Here's one scenario: your beloved father has slowly slipped into Alzheimer's Disease. He has always told you that he didn't want to be a burden to you. Now, he cannot clean or feed himself, and you and your sibling are spending several hours a day helping him. You think that he would want to be in a facility so that his children wouldn't experience him as an emotional and physical burden, but your sibling thinks he meant that you should keep him at home to avoid the financial burden. Because you have no way to find out who is right, you and your sibling are fighting more and you are both stressed by the feeling that you're not doing right by your beloved father.
Here's another scenario: you are in a car accident and have a head injury. Your family doesn't know what to do. There is no one explicitly designated as your health care agent, so the hospital asks your family to make decisions on your behalf. This may include a parent you no longer have a relationship with, a sibling you do not trust, or an estranged (but not officially divorced) spouse.
And even if you have designated your agent(s), do they know your wishes? Do you? Would your wishes be different if you are thirty or eighty? If you have young children and/or are married and/or are living alone? If you have had a lengthy illness? If your condition is curable? If your prognosis is good or poor? If the treatment was extremely costly? If you would likely have a high risk of being paralyzed or in pain or needing help with your daily activities?
We tend not to have these conversations or even let ourselves consider our wishes in such scary and undesired scenarios.
As someone who helps people through the aftermath of not having their wishes in writing, let me assure you that it is far easier to have a conversation now, rather than to have heartache later.
Having to guess what your loved one would have wanted while you're going through the stress and emotional upheaval of a crisis is something no one ever wants to do.
And you definitely don't want your loved one to guess wrong about what you would have wanted, or put them through the stress of fighting with other family members about your wishes.
Of course this isn't fun, and many people just don't know where to start. Happily, this is the easy part. There are forms available on the internet, and they're straightforward and have very clear instructions.
1. The AARP has free Advanced Health Care directives on their website. https://www.aarp.org/caregiving/financial-legal/free-printable-advance-directives/
Print out a copy for your location and start filling it out. These forms are fairly basic, simply asking whom you would choose as your health care advocate if you are unable to do so, whether you would want life prolonged or not in end of life circumstances, and whether you'd want your organs donated or not. You can always add more detail later, but please start with this.
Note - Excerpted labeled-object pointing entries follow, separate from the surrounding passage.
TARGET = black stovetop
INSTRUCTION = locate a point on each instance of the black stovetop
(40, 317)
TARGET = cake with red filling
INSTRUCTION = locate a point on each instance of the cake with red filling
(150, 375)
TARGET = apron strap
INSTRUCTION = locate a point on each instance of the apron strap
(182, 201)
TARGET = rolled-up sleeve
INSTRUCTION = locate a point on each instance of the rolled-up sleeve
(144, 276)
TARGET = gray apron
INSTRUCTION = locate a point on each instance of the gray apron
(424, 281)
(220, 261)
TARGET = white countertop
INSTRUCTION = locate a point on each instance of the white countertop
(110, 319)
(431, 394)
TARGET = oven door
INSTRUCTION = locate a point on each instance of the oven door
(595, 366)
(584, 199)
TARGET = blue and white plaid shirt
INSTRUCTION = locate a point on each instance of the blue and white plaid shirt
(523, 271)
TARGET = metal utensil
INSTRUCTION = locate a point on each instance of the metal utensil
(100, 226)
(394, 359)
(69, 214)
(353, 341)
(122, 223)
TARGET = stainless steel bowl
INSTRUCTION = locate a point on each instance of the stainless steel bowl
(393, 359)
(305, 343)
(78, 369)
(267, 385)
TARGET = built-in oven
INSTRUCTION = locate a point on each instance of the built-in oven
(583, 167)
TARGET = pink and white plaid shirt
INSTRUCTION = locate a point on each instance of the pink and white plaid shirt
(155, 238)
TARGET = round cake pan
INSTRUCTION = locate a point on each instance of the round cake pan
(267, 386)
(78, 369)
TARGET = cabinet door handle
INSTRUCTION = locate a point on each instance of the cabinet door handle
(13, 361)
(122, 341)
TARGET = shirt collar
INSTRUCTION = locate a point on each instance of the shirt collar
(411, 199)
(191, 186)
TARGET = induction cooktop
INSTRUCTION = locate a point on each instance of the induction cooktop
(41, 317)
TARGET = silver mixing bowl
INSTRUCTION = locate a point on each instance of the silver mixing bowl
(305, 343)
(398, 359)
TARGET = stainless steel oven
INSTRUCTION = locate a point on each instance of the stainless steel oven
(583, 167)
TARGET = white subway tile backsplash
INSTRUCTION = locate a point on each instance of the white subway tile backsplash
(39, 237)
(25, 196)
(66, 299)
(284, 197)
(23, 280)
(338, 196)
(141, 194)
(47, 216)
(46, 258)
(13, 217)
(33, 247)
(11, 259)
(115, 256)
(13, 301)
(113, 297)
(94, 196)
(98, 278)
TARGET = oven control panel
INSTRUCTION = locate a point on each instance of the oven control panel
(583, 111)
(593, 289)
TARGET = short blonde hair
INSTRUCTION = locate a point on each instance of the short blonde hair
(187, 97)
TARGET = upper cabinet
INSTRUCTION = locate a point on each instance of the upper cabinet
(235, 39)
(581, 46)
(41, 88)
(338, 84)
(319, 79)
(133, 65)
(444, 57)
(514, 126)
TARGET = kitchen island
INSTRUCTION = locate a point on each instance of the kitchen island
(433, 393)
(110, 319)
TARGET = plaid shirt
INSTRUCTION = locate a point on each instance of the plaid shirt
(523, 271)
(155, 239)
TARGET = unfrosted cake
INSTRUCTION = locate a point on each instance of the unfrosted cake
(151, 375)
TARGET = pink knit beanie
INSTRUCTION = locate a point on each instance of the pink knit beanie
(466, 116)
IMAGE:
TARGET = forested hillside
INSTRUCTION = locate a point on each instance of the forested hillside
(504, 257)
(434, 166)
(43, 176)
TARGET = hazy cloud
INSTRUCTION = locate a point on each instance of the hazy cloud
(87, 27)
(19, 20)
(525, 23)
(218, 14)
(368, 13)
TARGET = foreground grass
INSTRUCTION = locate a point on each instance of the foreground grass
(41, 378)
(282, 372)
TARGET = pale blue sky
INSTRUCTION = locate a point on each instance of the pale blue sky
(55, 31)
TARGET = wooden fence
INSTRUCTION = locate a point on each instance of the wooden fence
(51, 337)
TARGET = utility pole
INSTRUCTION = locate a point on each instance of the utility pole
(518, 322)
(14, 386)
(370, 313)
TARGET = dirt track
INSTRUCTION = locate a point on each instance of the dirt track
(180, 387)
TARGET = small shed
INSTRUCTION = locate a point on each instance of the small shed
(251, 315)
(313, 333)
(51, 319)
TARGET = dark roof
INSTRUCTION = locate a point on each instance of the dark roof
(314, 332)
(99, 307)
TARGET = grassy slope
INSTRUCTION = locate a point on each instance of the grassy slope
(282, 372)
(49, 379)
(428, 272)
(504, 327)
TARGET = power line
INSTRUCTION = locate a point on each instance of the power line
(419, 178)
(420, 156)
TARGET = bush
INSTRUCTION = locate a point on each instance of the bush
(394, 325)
2. Get your document notarized. Don't skip this step. Notarization will help your health care agent to feel confident that they are accurately representing your wishes, and will also help them to stand their ground if there are members of your family or inner circle who disagree with their choices on your behalf.
3. While you've still got momentum, go to this website https://dementia-directive.org/ and print out the dementia directive. Basically, it defines mild, moderate and severe stages of dementia, and it asks you to check which of the four levels of intervention you would want, ranging from palliative care only to any intervention that might extend life.
Of course, with all these decisions, I strongly encourage you to consult with your legal and medical providers, as well as with your loved ones, to confirm that the choices are right for you and your unique circumstances. In addition, these topics may bring up emotions or thoughts that might be appropriate to explore with a licensed mental health provider. These are important issues, and they deserve your full attention and appropriate consultation.
I have seen too many people in my office, tormented by the family conflicts, or by the uncertainty of what their loved one would have wanted. Please, whether as a gift to your future self, or to the people who care most about you, take the time, and fill out these forms.